The following two Figures are snapshots from the above transform table link.

Figure 5A: Continuous time Fourier transform of differentiation (transform on the right). Omega ω is frequency. The (jω)^n piece on the right is what we are interested in.

Figure 5B: Continuous time Fourier transform of definite integration to a time t (transform on the right). Omega ω is frequency. The 1/jω piece on the right is what we are interested in. Notice how if n = -1 in Figure 5A, the (jω)^n portion in 5A is identical to 1/jω in 5B. As we change n from positive to negative, the above formulations transition seem to smoothly from differentiation to integration, aside from the “pesky” added term at the end of 5B (right). It seems to be a constant term since pi*F(0) is a constant, and a Dirac delta at all frequencies is a constant function 1. Or is it? Why would they write that as a delta function? Hmm… maybe need to think about that constant bit more… There’s always constants involved in this integration business. As the great Yogi Berra apocryphally said:

In theory, theory is the same as practice. In practice, it ain’t.

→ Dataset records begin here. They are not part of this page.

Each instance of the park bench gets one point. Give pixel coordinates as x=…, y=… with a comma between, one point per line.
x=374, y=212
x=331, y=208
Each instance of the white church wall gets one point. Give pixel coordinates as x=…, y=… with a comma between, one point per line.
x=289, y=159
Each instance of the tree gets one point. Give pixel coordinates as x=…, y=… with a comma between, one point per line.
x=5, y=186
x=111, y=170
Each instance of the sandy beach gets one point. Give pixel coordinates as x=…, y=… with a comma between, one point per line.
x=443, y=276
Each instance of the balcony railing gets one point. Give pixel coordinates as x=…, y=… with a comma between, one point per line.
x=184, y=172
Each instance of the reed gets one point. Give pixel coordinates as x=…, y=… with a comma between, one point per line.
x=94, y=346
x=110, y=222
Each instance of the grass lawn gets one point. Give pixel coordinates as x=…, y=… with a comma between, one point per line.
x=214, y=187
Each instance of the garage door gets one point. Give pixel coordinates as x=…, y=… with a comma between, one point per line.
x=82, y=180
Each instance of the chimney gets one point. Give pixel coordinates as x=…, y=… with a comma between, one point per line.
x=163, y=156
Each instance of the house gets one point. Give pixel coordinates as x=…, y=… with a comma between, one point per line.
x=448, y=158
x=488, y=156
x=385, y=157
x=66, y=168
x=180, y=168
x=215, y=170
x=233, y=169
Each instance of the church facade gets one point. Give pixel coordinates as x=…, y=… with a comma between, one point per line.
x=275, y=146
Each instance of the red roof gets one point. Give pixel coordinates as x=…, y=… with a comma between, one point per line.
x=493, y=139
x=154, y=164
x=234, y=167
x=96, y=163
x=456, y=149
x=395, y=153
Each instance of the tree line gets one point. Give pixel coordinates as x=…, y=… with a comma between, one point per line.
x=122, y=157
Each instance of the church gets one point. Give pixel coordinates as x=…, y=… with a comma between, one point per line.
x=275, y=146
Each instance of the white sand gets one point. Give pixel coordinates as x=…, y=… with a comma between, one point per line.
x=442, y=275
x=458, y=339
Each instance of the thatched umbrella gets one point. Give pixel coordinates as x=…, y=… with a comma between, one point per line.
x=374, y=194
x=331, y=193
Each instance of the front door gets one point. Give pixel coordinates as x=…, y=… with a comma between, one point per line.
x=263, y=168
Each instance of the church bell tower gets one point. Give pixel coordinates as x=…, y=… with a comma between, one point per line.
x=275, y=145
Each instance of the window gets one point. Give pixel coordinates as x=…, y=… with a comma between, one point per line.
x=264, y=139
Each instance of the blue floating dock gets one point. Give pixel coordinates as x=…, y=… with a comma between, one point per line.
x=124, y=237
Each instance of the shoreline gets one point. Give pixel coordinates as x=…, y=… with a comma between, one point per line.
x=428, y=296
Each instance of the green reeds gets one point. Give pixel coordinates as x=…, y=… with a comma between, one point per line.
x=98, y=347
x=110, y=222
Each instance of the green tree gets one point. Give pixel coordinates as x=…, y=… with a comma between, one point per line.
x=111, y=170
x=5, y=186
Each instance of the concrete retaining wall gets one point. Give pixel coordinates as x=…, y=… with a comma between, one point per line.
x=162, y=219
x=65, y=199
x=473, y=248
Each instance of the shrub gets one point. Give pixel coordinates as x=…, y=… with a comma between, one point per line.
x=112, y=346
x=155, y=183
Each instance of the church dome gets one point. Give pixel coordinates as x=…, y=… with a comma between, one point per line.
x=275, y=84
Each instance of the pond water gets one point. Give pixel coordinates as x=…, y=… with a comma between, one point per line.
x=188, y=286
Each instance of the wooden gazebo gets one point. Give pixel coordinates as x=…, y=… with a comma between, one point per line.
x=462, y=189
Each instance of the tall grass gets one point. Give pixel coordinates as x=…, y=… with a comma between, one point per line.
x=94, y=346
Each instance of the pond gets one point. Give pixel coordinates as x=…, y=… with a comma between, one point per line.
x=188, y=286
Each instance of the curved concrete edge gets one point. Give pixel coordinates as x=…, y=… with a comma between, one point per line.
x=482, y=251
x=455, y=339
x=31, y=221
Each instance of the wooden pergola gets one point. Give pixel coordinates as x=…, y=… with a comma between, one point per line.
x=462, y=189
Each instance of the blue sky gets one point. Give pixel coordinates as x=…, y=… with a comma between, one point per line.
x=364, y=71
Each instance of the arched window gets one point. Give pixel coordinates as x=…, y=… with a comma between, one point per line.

In these formulas, let’s just use a floating point value instead of an integer for the differentiation or integration order n. Is this allowed, mathematically?

The best we can say for now is: Perhaps. When writing code in discrete time environments, sometimes the best we can do is get inspiration from continuous theoretical math, without necessarily meeting all the assumptions of that math.

Okay so now we are blowing two assumptions out of the water: 1) we are in discrete time, not continuous time, and 2) we are putting real numbers (or floating point values) where the Fourier transform table showed integers, for difference and integration level.

But as a potential corrective— and what the symbol pushers sometimes have a more difficult time doing — we can do experiments and tests of our ideas in code to see if they make sense.

In actual use, the magnitude versus frequency response curves seem to represent what we are seeing experimentally, at least directionally. But theoretically? “Needs more work.”

In both cases Figure 5A and 5B, the curves go “flat” if we set d to 0 (pass-thru filter), which is expected. No change input to output of fracdiff when we set order d = 0.

The second chart Figure 6B shows similar frequency response information, but for the case when the d differencing order is set to less than zero, to yield fractional integration, or, in our discrete time cases, fractional summing. In this latter case, lower frequencies (to the left on the horizontal axis, toward the origin of the graph) are amplified and higher frequencies (to the right) are attenuated. This is exactly what we see when we do cumulative summing. This is also useful when we want to turn a fractionally differenced series back into its original units. It is probably useful for other things too, but maybe not for the cases that we are discussing in this article.

Note also that, aside from the case of frequency = 0 in the differentiator [Figure 6A] (freq = 0 = constant average value of, say, a price series, “DC” or direct current in engineering terms), all frequencies are merely magnified or reduced. They are not eliminated entirely. This means that they can be retrieved, and the original series reconstructed by an inverse operation.

Magnitude or phase?

The alert reader will notice that these are magnitude response charts [Note 4], indicating how much the amplitude (value) of a function is magnified or attenuated at all frequencies of note.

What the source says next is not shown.